Simplified Buckling-Strength Determination of Pultruded FRP Structural Beams

Abstract

For many decades, both the lateral-torsional and local buckling strengths of fiber-reinforced polymer (FRP) structural members have been studied extensively by numerous researchers and designers. Many complex prediction models and equations of the buckling strength have been proposed. Typically, most design communities prefer simpler design procedures and equations. Simplified, albeit approximate, buckling-strength equations of pultruded FRP structural beams have been proposed with acceptable accuracy. Herein, the proposed buckling-strength results were compared with those based on prestandard equations and available experimental data.

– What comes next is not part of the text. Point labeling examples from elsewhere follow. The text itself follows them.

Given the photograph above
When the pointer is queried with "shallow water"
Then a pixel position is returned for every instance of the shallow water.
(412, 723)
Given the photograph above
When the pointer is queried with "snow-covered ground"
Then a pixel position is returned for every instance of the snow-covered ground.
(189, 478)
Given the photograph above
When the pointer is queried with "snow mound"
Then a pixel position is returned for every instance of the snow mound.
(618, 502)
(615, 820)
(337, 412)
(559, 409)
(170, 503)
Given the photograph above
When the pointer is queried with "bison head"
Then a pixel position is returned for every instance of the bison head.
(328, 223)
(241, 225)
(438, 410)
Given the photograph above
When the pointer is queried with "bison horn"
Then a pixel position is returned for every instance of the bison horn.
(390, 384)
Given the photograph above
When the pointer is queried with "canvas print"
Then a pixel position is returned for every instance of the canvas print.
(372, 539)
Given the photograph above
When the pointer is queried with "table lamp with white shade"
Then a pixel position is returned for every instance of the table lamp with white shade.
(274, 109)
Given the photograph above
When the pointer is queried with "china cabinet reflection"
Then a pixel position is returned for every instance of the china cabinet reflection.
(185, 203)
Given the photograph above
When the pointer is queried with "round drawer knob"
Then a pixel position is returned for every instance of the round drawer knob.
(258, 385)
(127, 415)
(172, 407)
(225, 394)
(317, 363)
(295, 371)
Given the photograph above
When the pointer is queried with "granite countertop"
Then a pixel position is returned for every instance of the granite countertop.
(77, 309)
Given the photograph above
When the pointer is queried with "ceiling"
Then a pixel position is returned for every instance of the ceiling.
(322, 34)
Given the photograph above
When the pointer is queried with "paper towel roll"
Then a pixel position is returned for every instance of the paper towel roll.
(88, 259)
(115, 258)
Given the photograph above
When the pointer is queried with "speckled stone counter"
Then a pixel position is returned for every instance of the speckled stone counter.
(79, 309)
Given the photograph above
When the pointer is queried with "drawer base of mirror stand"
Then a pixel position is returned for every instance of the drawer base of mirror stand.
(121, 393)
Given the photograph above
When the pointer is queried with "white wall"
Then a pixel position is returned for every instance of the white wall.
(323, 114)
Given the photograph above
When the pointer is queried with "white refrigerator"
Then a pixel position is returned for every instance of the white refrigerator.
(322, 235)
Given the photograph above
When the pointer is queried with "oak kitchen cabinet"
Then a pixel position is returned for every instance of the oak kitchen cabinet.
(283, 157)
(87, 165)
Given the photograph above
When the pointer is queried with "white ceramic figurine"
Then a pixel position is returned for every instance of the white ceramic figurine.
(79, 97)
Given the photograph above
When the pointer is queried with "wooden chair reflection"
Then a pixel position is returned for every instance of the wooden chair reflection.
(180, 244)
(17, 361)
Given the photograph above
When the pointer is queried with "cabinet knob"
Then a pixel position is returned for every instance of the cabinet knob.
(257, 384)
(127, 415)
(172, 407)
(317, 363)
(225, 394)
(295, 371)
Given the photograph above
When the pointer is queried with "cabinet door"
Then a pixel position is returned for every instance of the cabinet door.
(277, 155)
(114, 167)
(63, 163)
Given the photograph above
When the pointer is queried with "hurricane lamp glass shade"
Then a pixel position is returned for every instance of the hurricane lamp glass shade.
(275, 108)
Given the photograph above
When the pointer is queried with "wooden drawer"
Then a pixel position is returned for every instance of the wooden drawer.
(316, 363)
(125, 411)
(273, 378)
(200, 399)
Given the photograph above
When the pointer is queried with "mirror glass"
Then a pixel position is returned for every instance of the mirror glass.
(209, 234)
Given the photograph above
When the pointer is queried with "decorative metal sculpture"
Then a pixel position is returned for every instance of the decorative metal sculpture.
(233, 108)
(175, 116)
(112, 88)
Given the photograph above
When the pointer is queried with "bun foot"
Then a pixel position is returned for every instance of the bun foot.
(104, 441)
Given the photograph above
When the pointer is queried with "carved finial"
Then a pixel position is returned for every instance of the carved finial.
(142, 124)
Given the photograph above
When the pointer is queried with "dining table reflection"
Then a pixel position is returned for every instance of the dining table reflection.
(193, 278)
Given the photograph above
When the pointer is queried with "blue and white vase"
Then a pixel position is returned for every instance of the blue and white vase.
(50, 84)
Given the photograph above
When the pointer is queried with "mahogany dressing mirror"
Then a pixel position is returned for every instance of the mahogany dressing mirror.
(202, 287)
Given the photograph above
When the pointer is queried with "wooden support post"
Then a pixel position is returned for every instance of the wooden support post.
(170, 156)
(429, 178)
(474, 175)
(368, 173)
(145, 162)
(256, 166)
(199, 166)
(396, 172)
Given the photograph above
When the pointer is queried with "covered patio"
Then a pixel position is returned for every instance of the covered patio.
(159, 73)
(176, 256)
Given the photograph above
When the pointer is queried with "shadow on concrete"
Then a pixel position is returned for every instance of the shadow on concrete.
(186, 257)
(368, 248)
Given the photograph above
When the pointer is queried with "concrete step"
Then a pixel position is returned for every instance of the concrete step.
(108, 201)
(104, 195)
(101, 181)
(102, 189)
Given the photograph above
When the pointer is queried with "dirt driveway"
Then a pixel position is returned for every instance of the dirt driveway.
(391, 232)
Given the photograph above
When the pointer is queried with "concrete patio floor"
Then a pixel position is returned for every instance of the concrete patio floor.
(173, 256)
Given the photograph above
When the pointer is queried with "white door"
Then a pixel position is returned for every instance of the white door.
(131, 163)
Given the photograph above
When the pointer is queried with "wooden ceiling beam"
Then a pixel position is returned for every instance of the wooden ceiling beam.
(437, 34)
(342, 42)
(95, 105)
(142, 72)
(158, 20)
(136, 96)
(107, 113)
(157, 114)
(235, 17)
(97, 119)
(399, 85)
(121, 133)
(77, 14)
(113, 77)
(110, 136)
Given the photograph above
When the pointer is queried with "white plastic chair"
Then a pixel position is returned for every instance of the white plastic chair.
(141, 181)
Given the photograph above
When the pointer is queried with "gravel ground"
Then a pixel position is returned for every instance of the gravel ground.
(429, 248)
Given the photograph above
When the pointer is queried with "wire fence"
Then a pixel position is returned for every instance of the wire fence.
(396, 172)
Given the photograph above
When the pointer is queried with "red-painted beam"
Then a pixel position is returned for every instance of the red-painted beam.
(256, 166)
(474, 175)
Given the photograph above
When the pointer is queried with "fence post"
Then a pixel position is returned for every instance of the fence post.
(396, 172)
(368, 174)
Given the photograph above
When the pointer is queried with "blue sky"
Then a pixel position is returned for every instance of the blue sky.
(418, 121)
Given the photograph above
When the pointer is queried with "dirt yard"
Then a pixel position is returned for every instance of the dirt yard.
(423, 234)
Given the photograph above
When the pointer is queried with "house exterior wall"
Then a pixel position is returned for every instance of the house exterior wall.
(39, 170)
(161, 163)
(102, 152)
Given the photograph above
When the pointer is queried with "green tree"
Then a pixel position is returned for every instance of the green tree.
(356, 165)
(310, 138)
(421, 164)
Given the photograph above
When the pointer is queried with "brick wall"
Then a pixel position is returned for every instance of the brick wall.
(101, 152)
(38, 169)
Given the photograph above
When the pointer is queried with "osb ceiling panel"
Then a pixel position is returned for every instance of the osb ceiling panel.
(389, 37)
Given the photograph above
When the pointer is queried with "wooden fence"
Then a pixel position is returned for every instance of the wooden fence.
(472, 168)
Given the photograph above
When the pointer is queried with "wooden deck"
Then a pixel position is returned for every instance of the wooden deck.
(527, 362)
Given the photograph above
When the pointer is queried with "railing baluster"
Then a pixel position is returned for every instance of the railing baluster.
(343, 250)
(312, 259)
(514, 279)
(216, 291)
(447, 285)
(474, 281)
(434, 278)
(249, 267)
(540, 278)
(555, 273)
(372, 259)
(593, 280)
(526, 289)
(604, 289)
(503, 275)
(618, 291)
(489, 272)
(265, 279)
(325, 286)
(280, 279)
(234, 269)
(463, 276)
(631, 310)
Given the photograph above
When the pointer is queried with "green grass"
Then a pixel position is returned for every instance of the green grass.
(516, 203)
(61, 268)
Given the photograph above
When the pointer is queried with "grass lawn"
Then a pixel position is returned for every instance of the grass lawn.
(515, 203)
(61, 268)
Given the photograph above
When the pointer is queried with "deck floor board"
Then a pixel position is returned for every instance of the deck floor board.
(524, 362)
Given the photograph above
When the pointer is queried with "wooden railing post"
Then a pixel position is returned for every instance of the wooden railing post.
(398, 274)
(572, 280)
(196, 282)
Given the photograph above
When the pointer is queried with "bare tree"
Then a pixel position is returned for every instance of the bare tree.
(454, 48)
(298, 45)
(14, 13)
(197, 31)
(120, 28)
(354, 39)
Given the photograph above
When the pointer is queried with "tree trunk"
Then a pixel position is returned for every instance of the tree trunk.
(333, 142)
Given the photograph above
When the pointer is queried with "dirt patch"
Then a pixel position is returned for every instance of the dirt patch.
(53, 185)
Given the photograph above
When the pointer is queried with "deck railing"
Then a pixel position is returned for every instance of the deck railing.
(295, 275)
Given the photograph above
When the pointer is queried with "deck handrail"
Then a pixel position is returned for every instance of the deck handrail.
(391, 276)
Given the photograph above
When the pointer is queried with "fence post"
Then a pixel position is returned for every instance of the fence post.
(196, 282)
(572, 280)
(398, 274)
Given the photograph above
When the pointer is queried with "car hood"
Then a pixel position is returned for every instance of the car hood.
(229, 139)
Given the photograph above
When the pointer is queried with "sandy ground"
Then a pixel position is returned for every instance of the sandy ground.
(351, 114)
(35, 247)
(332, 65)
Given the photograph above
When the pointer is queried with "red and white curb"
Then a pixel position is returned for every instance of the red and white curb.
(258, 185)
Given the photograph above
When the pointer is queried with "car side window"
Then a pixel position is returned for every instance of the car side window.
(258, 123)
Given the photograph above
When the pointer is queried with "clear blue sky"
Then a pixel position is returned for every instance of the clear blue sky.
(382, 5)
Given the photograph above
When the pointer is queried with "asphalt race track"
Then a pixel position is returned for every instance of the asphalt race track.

The proposed simplified prestandard lateral-torsional buckling equation provided higher strength results than the experimental data based on the upper-bound experimental results by approximately 11%. Also, the proposed simplified lateral-torsional buckling-strength equation was reasonably acceptable for the design purpose (within 18% difference) compared to the predicted strength provided by the prestandard equations. For local buckling strength, the maximum percentage difference in local flange buckling strength was found to be less than 15%, whereas the proposed web local buckling-strength equations provided excellent agreement with the predicted strength (i.e., less than 5% difference for all cross sections). The proposed design equations are very useful in enabling improved design calculations of FRP structural members.